4.5 The implementation of RADseq related techniques for deeply divergent taxa

This study illustrates the success of using ddRADseq data to construct a phylogeny of two related, deeply divergent pupinid genera, Pupina and Tylotoechus, with the divergence age of c. 120 Ma or in the Early Cretaceous (Figure 3). Comparing with other land snail research, RADseq-related techniques have successfully revealed the genetic differentiation of populations (Hausdorf et al., 2024; Oswald et al., 2022) and the hybridisation of closely related species (Korábek & Hausdorf, 2024; Xu & Hausdorf, 2021), as well as resolved the phylogeny (Raheem et al., 2023; Whelan et al., 2023) and delimited species in radiations within a species complex (Bamberger et al., 2022; Becher et al., 2025; Haponski et al., 2019; Razkin et al., 2016). However, RADseq-related techniques have never been applied to resolve the phylogeny of deeply divergent land snail taxa, while this has been done in other animal groups up to 80-million-year divergence or the Late Cretaceous (Herrera et al., 2015; Herrera & Shank, 2016).
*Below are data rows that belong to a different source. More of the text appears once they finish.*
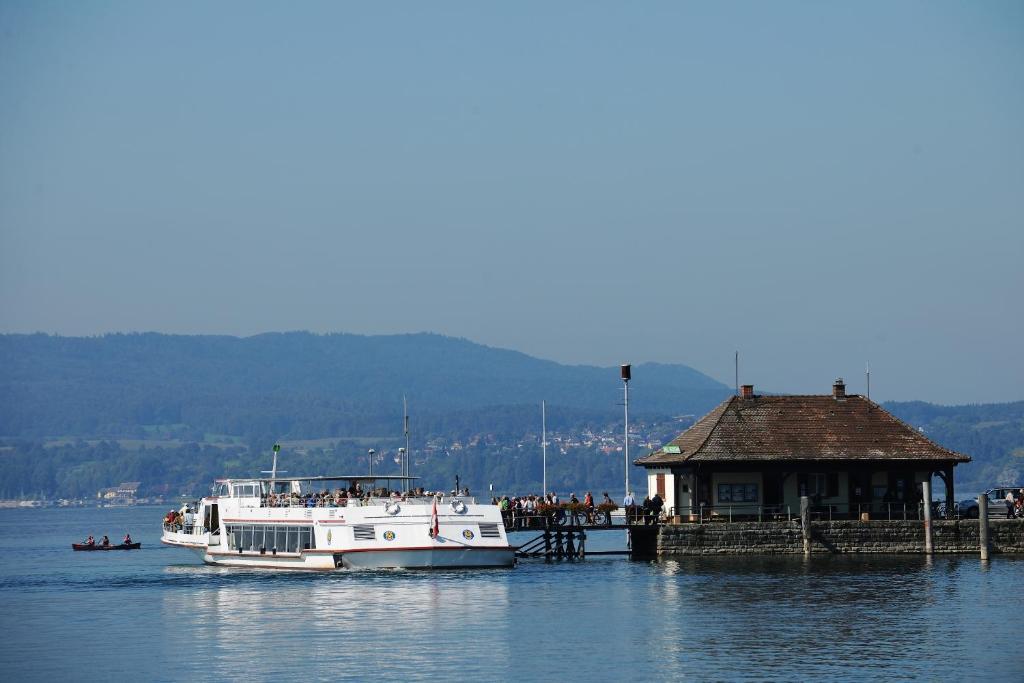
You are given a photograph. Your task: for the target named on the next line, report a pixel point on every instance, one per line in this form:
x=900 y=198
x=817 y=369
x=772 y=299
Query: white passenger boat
x=329 y=523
Despite incomplete ddRADseq data, it still provides useful and reliable information for estimating phylogenetic relationships within or among deeply divergent genera, as demonstrated in this study. Although it is well known that downstream analyses would be challenged by missing data, caused by more allele dropouts among distantly related taxa (DaCosta & Sorenson, 2016; Zhou et al., 2022), the remaining data are still informative enough to construct a robust phylogeny with most nodes well supported (Figure 4), and the topology is congruent with the phylogeny retrieved from Sanger sequences (Figure 2). This is consistent with previous analyses in that the inclusion of missing sites within their datasets is more beneficial in providing more phylogenetic signal (Eaton et al., 2017; Hodel et al., 2017; Huang & Knowles, 2016; Tripp et al., 2017), although still not without repercussions of a missing data artefact (Dell'Ampio et al., 2014; Smith et al., 2020).
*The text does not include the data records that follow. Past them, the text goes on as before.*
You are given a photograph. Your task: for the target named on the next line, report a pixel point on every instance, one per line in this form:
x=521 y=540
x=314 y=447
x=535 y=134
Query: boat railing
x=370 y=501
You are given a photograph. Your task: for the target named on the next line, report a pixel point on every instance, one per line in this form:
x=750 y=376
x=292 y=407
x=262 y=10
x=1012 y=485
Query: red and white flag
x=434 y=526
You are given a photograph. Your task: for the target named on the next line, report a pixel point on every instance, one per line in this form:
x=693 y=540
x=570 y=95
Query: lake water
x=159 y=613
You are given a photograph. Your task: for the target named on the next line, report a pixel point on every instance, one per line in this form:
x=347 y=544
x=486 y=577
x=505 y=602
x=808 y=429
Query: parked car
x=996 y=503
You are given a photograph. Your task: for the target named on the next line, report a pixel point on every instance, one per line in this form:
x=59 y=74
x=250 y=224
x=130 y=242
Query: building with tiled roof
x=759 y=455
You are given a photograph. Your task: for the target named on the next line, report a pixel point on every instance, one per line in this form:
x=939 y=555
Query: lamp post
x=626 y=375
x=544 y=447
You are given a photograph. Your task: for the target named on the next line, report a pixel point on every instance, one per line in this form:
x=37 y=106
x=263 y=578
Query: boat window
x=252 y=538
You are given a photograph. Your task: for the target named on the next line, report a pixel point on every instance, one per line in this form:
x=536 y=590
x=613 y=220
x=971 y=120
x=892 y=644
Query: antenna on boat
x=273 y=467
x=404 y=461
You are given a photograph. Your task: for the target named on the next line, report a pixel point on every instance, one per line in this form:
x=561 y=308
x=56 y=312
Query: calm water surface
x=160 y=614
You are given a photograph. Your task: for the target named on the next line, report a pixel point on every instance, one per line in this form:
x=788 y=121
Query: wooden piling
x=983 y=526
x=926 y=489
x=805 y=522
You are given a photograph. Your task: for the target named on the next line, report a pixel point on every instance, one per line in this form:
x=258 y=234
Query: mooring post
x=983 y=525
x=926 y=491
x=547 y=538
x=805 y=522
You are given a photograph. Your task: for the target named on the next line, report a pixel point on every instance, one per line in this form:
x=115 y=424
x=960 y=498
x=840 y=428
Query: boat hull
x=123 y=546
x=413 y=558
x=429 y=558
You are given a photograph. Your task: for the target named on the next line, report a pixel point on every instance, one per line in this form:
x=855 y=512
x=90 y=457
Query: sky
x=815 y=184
At present, the cost of RADseq related techniques continues to decline (Herry et al., 2023; Lowry et al., 2017) and the techniques do not require the taxon-specific probe sets as in the acquisition of ultraconserved elements (UCEs) (McCormack et al., 2012) or loci from the anchored hybrid enrichment method (Lemmon et al., 2012). Moreover, compared to Sanger sequencing, data retrieved from next-generation sequencing is significantly cheaper per data generated ($500/Mb vs. $0.50/Mb; Canadian Agency for Drugs and Technologies in Health, 2014), and the costs of ddRADseq in particular are at least five times less than other related RADseq techniques (Peterson et al., 2012; Toonen et al., 2013). Therefore, the RADseq-related techniques, especially ddRADseq, may become a more promising alternative to Sanger sequencing for constructing phylogenies of more deeply divergent taxa.